The math of the 25x Rule is just the inverse of the 4% Rule.
If your total savings were a delicious pie, the 4% Rule helps you slice a 4 percent piece to enjoy every year. But, inversely, the 25x Rule tells you how big that pie needs to be before you can start eating it.
It’s common to forget, become confused, or lose faith in the simplicity of math regarding financial stability in retirement. The 25x Rule can help provide clarity to help alleviate concerns in the GSAM study. Of course, it’s not easy to save all that money, but hard work isn’t the problem. Instead, the unease comes from not knowing how to get where you want to go. With the 25x Rule, you can use uncomplicated high school algebra to calculate your magic number and then set about getting it.
Of course, there’s no guaranteed success in any financial rule because life isn’t perfect.
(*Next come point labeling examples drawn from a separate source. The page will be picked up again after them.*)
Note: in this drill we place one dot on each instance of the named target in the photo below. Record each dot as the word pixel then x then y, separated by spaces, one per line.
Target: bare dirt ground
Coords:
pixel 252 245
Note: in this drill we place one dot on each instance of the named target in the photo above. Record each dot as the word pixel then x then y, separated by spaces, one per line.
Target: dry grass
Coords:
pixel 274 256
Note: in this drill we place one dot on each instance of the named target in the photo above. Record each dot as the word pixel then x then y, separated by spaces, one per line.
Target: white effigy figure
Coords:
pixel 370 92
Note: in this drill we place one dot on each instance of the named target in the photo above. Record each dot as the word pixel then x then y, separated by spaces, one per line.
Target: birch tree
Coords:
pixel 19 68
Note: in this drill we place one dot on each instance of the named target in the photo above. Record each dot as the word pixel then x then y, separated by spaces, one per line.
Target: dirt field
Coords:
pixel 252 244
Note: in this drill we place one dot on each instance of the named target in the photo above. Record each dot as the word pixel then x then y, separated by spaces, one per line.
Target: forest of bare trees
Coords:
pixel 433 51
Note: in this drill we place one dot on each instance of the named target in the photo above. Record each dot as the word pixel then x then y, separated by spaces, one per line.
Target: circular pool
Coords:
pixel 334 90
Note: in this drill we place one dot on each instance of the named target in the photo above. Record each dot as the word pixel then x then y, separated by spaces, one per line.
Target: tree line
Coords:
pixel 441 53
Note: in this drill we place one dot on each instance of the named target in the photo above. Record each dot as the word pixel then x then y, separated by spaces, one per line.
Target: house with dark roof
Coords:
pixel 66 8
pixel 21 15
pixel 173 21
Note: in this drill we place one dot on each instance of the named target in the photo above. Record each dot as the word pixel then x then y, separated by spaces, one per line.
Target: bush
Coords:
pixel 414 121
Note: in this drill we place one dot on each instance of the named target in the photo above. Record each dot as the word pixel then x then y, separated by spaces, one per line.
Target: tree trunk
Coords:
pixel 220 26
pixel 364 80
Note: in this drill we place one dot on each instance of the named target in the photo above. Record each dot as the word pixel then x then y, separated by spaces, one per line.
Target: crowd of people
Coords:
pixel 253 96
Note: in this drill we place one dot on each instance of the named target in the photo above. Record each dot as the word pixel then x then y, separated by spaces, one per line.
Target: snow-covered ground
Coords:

The best we can do is lower the risk and make a happy retirement more likely. With the 25x Rule, you can determine your magic number. Seeing this as a clear destination in the future will free your mind and chart your course for the perfect work-life balance in retirement.
This information is provided to you as a resource for informational purposes only and is not to be viewed as investment advice or recommendations. This information is being presented without consideration of the investment objectives, risk tolerance, or financial circumstances of any specific investor and might not be suitable for all investors. This information is not intended to, and should not, form a primary basis for any investment decision that you may make. Always consult your own legal, tax, or investment advisor before making any investment/tax/estate/financial planning considerations or decisions. The views and opinions expressed are for educational purposes only as of the date of production/writing and may change without notice at any time based on numerous factors, such as market or other conditions.